Le piège de la personnalisation

Evidemment, la chaîne ne s’arrêtera pas. Lui seul se retire. Mais la question de la pérennité de l’entreprise elle-même est posée, comme pour celle de toutes les autres chaînes. Que se passera-t-il quand le fondateur s’en ira ? Et ce sera le cas pour chacune d’entre elles, inévitablement. Car, tous les témoignages de ces youtubeurs concordent. Maintenir une chaîne youtube est extrêmement difficile.

Soit on végète à un certain niveau de revenus et on reste coincé dans une roue de hamster épuisante de création de contenus. Soit on s’agrandit, on devient une petite entreprise, mais qui reste inévitablement rattachée à une personnalité, un visage, une voix. Et cette voix devient juste le ceo d’une petite entreprise qui pose son visage sur des textes qu’elle n’écrit plus, qu’elle ne tourne plus, qu’elle ne monte plus. Toutes choses qui constituaient le plaisir de son travail.

Et donc, la question se pose : si les Youtube et Twitch sont appelés à remplacer la bonne vieille télé traditionnelle, avec son fonctionnement un peu pachydermique, son décalage de plus en plus marqué avec les attentes de jeunes générations, quelles seront les conséquences, en termes d’industrie et en termes social ?

Les conséquences sociales

Est-ce qu’on va assister à une série permanentes de montées météoriques de personnalités, suivies de chutes inexorables, voulues ou non ?

Comment des métiers, mais aussi des services, comme ceux de l’information, peuvent-ils exister sans une réelle structure industrielle derrière elle ? Sans que le décrié audimat, qui paraît aujourd’hui bien inoffensif, soit remplacé par une chasse au goût dominant, qui fait déjà ressembler toutes les vidéos Youtube entre elles ?

Peut-on vivre avec une production audiovisuelle, successeuse de la télé, où tous ses travailleurs travailleront jusqu’au dégoût et l’épuisement, avant d’être remplacés par d’autres, plus jeunes, plus frais ?

Des contenus originaux, innovants, vont bien sûr continuer à exister, de nouvelles formes, pour de nouveaux goûts apparaissent en permanence.
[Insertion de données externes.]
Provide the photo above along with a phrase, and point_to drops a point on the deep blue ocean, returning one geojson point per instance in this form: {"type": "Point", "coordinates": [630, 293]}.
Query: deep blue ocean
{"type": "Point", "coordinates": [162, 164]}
C’est aussi la beauté, et l’intérêt de toutes ces plateformes.

Plafond de verre

Mais derrière l’écran, derrière les succès stories dithyrambiques de Squeezie et MrBeast, on se rend de plus en plus compte que structurellement, une industrie n’arrive pas à se former. Bloquée par une sorte de plafond de verre qui a un nom : la plateformisation.

Cette plateformisation n’est pas qu’un autre de ces néologismes qu’aiment à lancer les critiques des innovations technologiques. C’est une réalité pour ainsi dire juridique. Elle découle du refus catégorique de ces plateformes à se considérer comme autre chose que cela, une plateforme. Par opposition à un diffuseur.

De toutes leurs forces, les Youtube et Twitch, mais aussi les réseaux sociaux, qui ne sont plus depuis longtemps que des services de diffusion de contenus, refusent de prendre les responsabilités juridiques mais aussi morales d’être un éditeur.

Elles se placent depuis de nombreuses années dans une position où elle permettent l’émergence de petites sociétés médiatiques, sans prendre la responsabilité des contenus diffusés, en gardant la mainmise sur la diffusion. Et surtout, en gardant la totale maîtrise des revenus.

Ces vagues d’abandons à intervalles réguliers semblent être la preuve que ce système ne peut pas être pérenne du point de vue des créateurs. Et que, du point de vue de la structure industrielle, la télévision a quand même encore de beaux jours devant elle.